Everyone contends with fear at times. Whether it has to do with finances, health, relationships, or the path of recovery, fear can wiggle its way in. For some people, fear can become debilitating. Right along with fear is anxiety, which can also paralyze people if it becomes severe.
However, there are some tools we can use that can minimize anxiety and fear. The key is learning and actually applying them to your life.
Through this holiday season and heading into the New Year, make a commitment to learn some anxiety and/or fear-reduction skills and use them if you need them. They’ll not only help you in your recovery but also in every area of your life.
Have you ever just sat around and thought about your thoughts?
A thought is just a thought. It’s like a leaf blowing in the wind. The first thing you can do when you start to feel anxious is remember, “I am not my thoughts”.
When you can come to really know that you are not your thoughts, you will experience more peace. But what about beliefs?
Beliefs are simply thoughts that you’ve been thinking over and over. Those beliefs are your feelings.
Fear is a feeling. It’s an emotion that you feel, and it’s largely based on thoughts and beliefs.
So, as you tell yourself, “I am not my thoughts”, also tell yourself, “I am not my feelings”. Telling yourself these things can help minimize the intensity of the feelings. It may not completely take away those feelings, but it can help decrease the intensity.
Granted, sometimes fear is a good thing, like the kind of fear that arises when a snake slithers right in front of you. You may run away or freeze in fear, but this type of reaction serves to protect you. It’s a survival mechanism.
However, fear that arises from thoughts or beliefs may not be based on reality. If this is the case, you can remind yourself that you are not your thoughts or feelings. You can remind yourself that the anxiety and fear you are feeling is not based on reality.
For example, maybe you have some social anxiety, and you feel like you will be rejected if you talk to people. That fear may be based on an irrational thought. Why would someone reject you? And if they do, so what? Their opinion or reaction is solely theirs and doesn’t have to cause your self-worth to decrease.
Start to contemplate how you are not your thoughts and feelings. You may have them, but they are not who you are. Therefore, you don’t have to allow them to paralyze you or bring you down. You can learn to witness and observe them, rather than letting them overtake you.
Jane has a fear of abandonment deep within her that rises to the surface at times. Usually, it’s when she in some sort of conflict with her partner. She will get on a thought and stay on that thought until ultimately, she fears that she will be abandoned. And this petrifies her.
But rather than stay stuck in that cycle, she is learning to catch these types of thoughts earlier.
She visualizes a STOP sign. She will force herself to stop thinking that thought and all the irrational thoughts that follow it.
When you’re feeling fear arise, visualize that STOP sign. Take a deep breath. Remind yourself that you’re not your thoughts and take a few minutes to decipher where these thoughts are coming from. Are they rational? Are they true? Do you have to ruminate on them, or can you let them go and come back to the present moment?

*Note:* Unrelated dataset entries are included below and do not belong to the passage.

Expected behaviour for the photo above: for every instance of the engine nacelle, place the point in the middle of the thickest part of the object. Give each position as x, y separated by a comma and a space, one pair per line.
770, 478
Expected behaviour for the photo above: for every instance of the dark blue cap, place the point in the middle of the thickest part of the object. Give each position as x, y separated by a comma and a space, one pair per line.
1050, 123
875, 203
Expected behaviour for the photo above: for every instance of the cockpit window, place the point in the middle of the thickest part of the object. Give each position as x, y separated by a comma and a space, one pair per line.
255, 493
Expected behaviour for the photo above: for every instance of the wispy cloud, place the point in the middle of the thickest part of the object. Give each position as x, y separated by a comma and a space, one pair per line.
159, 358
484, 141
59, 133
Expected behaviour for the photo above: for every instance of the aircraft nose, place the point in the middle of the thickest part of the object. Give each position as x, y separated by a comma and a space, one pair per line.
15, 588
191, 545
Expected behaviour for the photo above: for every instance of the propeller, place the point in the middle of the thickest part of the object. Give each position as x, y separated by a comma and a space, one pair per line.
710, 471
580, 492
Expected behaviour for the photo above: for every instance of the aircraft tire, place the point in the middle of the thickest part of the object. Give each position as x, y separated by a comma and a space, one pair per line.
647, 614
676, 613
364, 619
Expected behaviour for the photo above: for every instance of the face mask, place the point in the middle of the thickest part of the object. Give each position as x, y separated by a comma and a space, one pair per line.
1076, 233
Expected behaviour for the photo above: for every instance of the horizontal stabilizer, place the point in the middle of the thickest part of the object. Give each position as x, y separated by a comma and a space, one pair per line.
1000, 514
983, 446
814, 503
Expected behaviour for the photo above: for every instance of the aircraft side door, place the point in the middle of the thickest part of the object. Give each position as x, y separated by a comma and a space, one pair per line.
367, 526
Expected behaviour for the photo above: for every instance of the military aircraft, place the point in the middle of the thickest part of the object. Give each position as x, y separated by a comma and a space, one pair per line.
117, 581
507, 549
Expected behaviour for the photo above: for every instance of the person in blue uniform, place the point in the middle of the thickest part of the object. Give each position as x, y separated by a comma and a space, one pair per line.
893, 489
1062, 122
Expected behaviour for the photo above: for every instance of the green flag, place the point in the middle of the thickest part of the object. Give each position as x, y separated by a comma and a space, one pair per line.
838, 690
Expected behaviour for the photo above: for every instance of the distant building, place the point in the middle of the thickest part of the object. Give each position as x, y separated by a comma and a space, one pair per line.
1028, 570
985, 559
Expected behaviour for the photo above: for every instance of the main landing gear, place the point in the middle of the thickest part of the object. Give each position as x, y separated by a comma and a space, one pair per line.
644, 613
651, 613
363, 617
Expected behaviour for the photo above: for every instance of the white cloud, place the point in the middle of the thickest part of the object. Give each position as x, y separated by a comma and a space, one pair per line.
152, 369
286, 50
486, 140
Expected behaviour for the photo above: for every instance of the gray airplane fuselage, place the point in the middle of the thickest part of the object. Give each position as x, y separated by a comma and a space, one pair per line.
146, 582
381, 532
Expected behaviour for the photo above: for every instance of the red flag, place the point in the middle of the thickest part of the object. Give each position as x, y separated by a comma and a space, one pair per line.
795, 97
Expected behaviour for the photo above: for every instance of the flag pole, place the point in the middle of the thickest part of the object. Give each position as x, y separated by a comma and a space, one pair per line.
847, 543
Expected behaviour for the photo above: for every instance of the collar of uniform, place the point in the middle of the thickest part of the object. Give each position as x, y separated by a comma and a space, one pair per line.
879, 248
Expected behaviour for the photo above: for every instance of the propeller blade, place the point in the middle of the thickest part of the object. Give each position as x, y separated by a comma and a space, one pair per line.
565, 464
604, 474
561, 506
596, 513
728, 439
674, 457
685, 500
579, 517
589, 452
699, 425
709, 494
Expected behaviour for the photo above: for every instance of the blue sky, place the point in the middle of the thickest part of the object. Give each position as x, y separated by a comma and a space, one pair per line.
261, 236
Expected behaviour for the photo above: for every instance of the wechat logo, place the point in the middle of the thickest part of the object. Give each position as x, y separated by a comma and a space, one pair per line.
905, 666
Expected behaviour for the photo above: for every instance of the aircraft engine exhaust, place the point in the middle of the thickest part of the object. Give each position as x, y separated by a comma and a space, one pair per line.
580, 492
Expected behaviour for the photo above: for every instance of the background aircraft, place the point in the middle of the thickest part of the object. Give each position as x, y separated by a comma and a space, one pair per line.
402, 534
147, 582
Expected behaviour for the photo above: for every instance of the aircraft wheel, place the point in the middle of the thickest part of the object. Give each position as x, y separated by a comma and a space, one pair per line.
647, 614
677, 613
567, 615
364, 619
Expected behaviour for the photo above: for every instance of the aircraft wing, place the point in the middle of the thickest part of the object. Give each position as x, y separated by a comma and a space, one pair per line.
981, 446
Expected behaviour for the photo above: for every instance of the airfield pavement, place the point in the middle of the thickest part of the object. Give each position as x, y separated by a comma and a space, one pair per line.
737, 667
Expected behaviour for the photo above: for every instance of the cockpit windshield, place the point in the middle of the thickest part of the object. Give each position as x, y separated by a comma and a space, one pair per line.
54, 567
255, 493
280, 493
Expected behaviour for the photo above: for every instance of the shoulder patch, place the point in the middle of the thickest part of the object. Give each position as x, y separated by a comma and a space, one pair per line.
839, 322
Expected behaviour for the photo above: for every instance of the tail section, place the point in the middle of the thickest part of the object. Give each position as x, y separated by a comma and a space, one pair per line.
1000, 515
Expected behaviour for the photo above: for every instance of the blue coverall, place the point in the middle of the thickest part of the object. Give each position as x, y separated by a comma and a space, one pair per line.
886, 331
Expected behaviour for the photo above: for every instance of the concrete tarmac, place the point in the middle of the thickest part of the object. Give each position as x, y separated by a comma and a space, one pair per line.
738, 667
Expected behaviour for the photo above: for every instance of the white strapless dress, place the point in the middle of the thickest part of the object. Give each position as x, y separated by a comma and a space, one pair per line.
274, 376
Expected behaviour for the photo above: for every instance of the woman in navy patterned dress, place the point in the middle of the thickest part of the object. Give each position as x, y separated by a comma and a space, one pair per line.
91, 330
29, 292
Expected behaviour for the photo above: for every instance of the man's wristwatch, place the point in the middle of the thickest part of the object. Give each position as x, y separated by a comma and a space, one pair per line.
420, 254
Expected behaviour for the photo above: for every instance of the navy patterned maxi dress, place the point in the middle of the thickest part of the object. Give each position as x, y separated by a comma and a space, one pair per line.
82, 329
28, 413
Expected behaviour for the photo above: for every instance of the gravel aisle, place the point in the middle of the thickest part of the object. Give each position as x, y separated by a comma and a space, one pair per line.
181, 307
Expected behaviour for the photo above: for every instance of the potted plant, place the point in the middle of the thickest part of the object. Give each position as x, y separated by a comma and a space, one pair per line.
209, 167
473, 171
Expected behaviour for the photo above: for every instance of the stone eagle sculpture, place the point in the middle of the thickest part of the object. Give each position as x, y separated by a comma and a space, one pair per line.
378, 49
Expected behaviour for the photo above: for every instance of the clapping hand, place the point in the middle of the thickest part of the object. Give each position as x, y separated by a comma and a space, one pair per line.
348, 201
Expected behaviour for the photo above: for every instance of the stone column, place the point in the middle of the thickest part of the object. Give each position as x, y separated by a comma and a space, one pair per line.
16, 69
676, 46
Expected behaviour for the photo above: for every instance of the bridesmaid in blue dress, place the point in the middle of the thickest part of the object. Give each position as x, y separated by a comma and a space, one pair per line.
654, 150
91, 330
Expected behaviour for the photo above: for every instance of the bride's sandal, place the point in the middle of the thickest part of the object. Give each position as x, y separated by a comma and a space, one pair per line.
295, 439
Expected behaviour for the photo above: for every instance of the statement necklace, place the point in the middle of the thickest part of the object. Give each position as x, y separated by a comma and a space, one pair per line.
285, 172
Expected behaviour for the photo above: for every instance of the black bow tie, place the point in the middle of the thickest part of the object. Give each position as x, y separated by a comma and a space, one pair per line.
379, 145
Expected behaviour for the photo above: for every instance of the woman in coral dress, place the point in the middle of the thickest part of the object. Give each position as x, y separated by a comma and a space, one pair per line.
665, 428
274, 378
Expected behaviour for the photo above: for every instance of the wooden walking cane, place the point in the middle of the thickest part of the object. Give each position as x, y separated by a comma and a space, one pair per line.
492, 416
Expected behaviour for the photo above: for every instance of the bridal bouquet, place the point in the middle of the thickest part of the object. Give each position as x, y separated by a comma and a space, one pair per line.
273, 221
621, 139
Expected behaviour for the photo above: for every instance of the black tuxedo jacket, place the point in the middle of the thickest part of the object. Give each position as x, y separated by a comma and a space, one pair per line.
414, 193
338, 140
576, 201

This takes us to the next tip.
Mental chatter isn’t always a negative thing, but sometimes the mind will dwell on negative or worrisome thoughts and that can lead you to feel very anxious and afraid. Meditation is a wonderful tool that can help you limit the mental chatter that leads to anxiety and fear. Simply taking a few minutes to meditate each day can help you become more of an observer of your thoughts, rather than letting them dictate your emotional state.
Not sure where to start?
There are many helpful videos on YouTube that will teach you how to meditate. There are also guided meditations geared toward reducing anxiety or fear that you may find helpful.
Mindfulness is a technique that can certainly reduce anxiety and fear. Essentially, you focus on your breath in the present moment. Focus on your inhale and exhale, as well as your immediate surroundings and what your five senses are experiencing. It’s paying attention to the “now”, which can help you spend less time thinking those thoughts that may be causing the anxiety.
Slow your pace down. Start being mindful of what you are doing as you do it. Focus on the experiences of eating, brushing your teeth, washing dishes, etc. As you pay attention to what you’re doing, rather than just doing it on autopilot, you limit the thoughts running in your subconscious mind. This can help reduce anxiety and help you enjoy more peace throughout your days.
Counseling can certainly help you learn how to handle a lot of anxiety and fear. A good counselor can be quite effective at helping you learn how to minimize anxiety and/or fear through various techniques. If you feel your anxiety or fear has gotten beyond your control, feel free to make an appointment with a counselor. There are plenty of therapists who are even willing to work with you online via teletherapy sessions.
If finances are a factor, ask them if they offer a sliding fee scale. Getting your anxiety under control can help you in your recovery, as well as other areas of your life.
Life can certainly throw some twists and turns our way, but there are things we can do to minimize anxiety and fear. Take some time to learn about anxiety reduction techniques and practice using them. You may find that some work better than others. That’s alright.
Over time, you will develop your own set of techniques for managing anxiety and fear, and that will make a world of difference in your life.